Likewise, one of the things I’ve always loved about Wendell Berry’s Hannah Coulter is that it sets her marriage and deepening love for Nathan Coulter alongside the challenges of rural agriculture, the memories of war, and the obligations of extended family and community.

It was fascinating for me to read Caitlin Flanagan’s review of Daniel Jones Love Illuminated. Jones edits the Modern Love” column for The New York Times. She expresses her surprise at her discovery of a central thread in Jones book:

“We were promised an exploration of life’s most mystifying subject, but instead what we keep coming back to is a study of life’s least mystifying subject: how it might come to pass that two like-minded graduate students in the same creative writing program might fall in love, get married, learn that marriage is not composed of an unfolding series of ever-heightened erotic pleasures, and yet still manage, year after year, to keep their leaky but serviceable vessel out of dry dock.”

Maybe this explains for me why I like the kinds of love narratives I’ve described above. They are situated in the much larger and yet less fantastic context of real lived, human experience. I like the phrase “leaky but serviceable vessel”. Real love wars with our personal selfishness and calls us into self-denying love. It struggles through raising children together, financial tensions, illness of parents or spouse, the tension of the siren call of career and the harder work of going deeper in the encounter with one other. Probably like others on this journey, I have to say it has been only in a small measure what I imagined, and looking back over 35 years, far better than I could ever have hoped.

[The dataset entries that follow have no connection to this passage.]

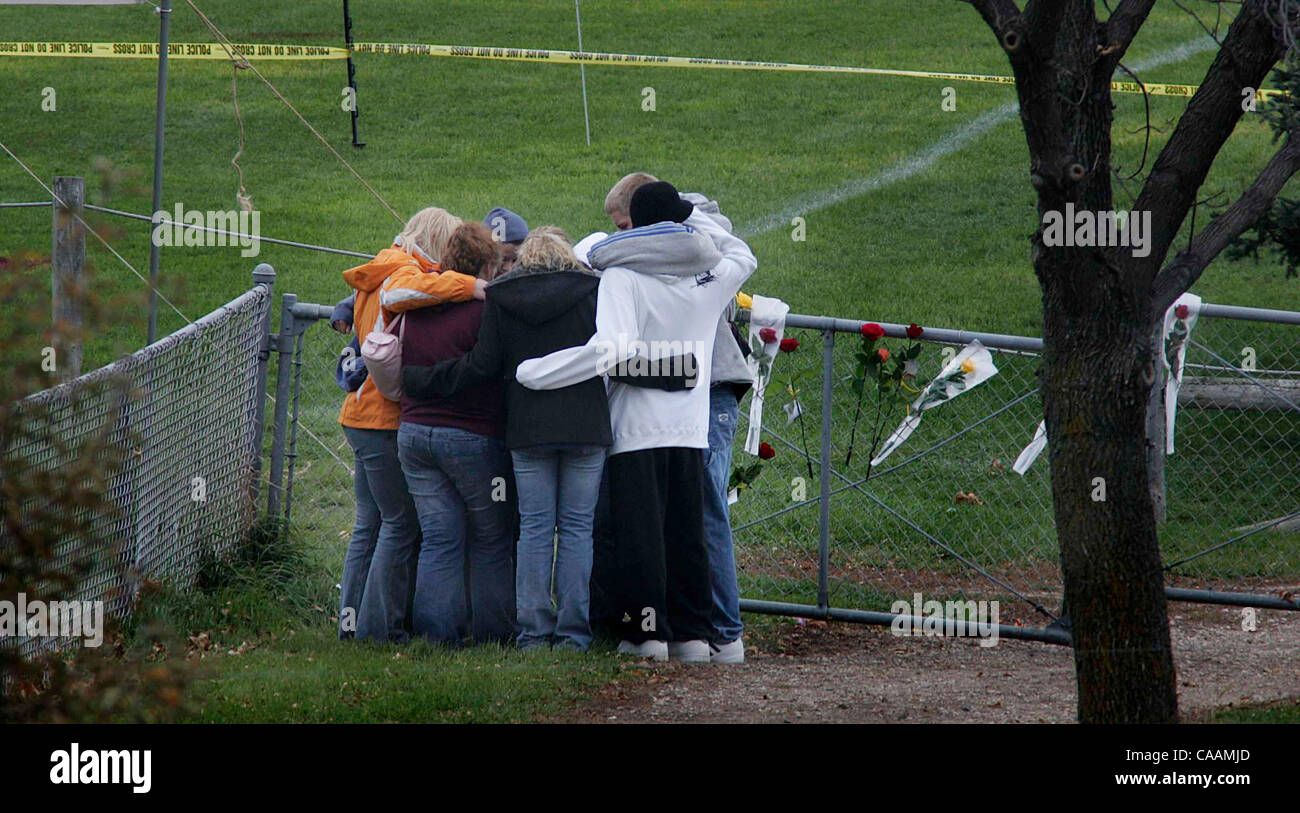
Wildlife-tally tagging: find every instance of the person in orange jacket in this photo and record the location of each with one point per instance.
(381, 554)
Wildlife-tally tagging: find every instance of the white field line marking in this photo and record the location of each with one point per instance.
(954, 141)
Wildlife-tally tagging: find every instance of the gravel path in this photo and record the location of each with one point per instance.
(843, 673)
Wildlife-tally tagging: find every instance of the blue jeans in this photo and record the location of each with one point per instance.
(381, 553)
(723, 414)
(460, 481)
(558, 485)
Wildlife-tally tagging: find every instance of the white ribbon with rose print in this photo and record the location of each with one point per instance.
(1031, 453)
(1173, 383)
(1174, 370)
(766, 312)
(984, 370)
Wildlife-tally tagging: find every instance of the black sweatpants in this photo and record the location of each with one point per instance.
(658, 576)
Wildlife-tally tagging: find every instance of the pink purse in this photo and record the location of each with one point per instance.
(382, 354)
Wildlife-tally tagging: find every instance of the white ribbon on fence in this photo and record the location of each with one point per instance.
(1031, 453)
(1178, 332)
(766, 312)
(982, 368)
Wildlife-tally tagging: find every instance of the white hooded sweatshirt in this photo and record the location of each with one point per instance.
(646, 305)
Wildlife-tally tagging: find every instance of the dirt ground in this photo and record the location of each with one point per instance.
(837, 673)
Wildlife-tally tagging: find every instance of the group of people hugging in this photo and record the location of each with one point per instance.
(559, 459)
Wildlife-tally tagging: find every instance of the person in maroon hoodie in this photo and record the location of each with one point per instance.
(458, 468)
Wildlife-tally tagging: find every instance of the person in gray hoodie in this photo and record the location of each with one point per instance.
(664, 286)
(729, 380)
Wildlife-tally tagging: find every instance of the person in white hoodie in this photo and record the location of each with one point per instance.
(729, 380)
(664, 285)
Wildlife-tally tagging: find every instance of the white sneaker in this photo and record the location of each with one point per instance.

As I write these words I’m conscious of my single or formerly married friends. I neither want to venture explanations of why one hasn’t yet found the love we’ve lived these many years nor why it hasn’t worked out for another. That would only be to add to the pain. What I would propose instead is that the love stories we read should not be the ones that are anodynes for our pain or fantasies of what we wish we had, but the narratives that set love in the larger context of life, that prepare us to be better lovers wherever God gives us the chance to love.